This analysis explore the NOAA Storm Database to answer the following questions:
The analysis consists of two steps:
First we load the data.
if(!exists("storm_data")) {
storm_data <- read.csv("repdata_data_StormData.csv")
}
We add fatalities and injuries to get the total number of persons touched in their health.
touched <- storm_data[c("EVTYPE", "FATALITIES", "INJURIES")]
touched$total <- touched$FATALITIES + touched$INJURIES
We sum the number by the type of event.
touched_by_event <- aggregate(total ~ EVTYPE, data = touched, sum)
We order the dataset in decreasing number of touched persons.
touched_sorted <- touched_by_event[order(-touched_by_event$total),]
and take the first 10 rows.
most_harmful <- touched_sorted[1:10,]
Fist we define a funkction to convert the damage exponents into a number:
convert_exp_to_number <- function(x) {
switch (x,
"B" = 1000000000,
"8" = 100000000,
"7" = 10000000,
"M" = 1000000,
"m" = 1000000,
"6" = 1000000,
"5" = 100000,
"4" = 10000,
"K" = 1000,
"k" = 1000,
"3" = 1000,
"H" = 100,
"h" = 100,
"2" = 100,
"1" = 10,
0
)
}
We create a dataframe with the damage colums:
damage <- storm_data[c("EVTYPE", "PROPDMG", "PROPDMGEXP", "CROPDMG", "CROPDMGEXP")]
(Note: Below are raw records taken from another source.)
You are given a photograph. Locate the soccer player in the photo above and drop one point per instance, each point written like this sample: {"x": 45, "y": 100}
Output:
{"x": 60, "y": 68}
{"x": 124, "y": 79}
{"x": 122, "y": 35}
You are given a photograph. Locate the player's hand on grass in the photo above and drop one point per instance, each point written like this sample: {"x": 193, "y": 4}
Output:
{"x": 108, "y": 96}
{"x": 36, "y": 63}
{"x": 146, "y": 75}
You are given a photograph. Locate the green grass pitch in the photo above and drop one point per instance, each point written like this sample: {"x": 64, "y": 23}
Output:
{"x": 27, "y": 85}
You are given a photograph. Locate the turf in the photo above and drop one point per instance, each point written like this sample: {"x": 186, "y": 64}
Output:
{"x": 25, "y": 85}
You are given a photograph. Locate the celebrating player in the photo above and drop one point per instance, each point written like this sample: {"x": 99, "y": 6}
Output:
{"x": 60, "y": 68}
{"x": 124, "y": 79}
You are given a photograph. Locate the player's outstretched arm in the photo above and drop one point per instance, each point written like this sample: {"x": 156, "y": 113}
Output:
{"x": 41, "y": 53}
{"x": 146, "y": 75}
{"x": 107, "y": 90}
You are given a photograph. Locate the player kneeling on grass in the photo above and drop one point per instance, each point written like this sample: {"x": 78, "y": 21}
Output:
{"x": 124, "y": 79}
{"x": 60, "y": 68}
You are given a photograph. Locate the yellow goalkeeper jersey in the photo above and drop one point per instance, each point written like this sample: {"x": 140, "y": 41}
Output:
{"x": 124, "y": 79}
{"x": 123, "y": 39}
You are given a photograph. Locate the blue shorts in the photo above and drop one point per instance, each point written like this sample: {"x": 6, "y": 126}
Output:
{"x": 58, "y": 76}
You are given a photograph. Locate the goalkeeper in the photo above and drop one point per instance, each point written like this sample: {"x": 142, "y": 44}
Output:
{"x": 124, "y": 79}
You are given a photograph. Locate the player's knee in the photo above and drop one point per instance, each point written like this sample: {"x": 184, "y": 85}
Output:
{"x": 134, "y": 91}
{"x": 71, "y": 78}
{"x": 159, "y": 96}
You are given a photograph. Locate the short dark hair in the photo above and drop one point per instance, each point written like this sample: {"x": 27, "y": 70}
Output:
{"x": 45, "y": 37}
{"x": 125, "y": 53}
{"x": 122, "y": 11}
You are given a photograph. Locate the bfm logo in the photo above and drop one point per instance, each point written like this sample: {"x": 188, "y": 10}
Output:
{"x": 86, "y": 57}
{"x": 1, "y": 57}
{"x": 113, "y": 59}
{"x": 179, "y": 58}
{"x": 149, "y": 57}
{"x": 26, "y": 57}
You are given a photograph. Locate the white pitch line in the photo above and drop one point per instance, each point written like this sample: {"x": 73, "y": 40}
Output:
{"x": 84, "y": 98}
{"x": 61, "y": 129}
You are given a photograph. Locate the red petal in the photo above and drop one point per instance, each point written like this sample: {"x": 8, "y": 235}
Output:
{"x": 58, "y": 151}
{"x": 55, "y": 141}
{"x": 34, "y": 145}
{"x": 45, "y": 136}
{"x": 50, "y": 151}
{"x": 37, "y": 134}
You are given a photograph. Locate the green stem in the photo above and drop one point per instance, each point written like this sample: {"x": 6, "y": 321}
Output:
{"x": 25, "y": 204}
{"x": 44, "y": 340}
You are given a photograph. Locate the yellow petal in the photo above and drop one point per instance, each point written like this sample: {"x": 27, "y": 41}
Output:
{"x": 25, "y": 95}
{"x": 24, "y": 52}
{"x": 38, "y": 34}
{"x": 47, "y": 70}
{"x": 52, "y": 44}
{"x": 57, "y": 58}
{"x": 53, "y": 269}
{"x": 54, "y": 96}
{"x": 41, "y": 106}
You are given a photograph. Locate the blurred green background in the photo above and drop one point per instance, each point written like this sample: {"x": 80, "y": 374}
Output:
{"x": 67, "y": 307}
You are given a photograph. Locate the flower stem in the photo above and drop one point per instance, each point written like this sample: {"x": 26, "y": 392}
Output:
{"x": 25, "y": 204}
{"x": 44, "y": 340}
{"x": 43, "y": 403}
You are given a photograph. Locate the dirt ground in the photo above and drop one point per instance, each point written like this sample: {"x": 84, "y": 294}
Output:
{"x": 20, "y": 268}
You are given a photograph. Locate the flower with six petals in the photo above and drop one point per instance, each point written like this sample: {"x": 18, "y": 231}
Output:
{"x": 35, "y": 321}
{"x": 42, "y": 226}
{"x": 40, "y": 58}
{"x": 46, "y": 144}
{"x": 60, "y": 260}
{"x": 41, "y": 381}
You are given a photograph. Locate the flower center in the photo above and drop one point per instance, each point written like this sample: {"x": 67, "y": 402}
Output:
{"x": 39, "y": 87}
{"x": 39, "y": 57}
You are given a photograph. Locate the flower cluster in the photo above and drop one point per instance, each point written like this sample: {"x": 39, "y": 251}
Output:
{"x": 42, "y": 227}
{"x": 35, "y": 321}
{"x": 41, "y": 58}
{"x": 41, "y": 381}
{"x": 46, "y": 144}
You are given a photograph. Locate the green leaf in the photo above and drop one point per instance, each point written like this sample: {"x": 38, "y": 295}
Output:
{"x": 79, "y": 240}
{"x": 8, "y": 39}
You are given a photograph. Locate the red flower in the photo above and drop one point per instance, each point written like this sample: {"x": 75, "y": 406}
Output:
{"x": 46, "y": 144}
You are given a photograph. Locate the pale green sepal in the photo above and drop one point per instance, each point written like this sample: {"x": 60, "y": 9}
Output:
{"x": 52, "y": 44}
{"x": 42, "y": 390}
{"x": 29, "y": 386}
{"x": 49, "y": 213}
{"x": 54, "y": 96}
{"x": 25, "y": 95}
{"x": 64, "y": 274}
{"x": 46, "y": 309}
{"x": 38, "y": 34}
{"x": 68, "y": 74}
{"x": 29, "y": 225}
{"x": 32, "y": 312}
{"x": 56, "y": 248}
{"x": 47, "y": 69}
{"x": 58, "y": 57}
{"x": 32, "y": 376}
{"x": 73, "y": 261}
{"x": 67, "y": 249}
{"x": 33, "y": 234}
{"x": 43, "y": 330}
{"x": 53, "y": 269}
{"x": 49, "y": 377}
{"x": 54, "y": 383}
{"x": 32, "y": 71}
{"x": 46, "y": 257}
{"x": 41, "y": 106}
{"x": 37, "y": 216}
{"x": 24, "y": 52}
and use the convertion function to convert the exponents into numbers
prodmgmult = sapply(as.character(damage$PROPDMGEXP), convert_exp_to_number)
cropdmgmult = sapply(as.character(damage$PROPDMGEXP), convert_exp_to_number)
Now we can calculate the total damage:
damage$total <- damage$PROPDMG * prodmgmult + damage$CROPDMG * cropdmgmult
We sum the damage by the type of event.
damage_by_event <- aggregate(total ~ EVTYPE, data = damage, sum)
We order the dataset in decreasing number of touched persons.
damage_sorted <- damage_by_event[order(-damage_by_event$total),]
and take the first 10 rows.
highest_damage <- damage_sorted[1:10,]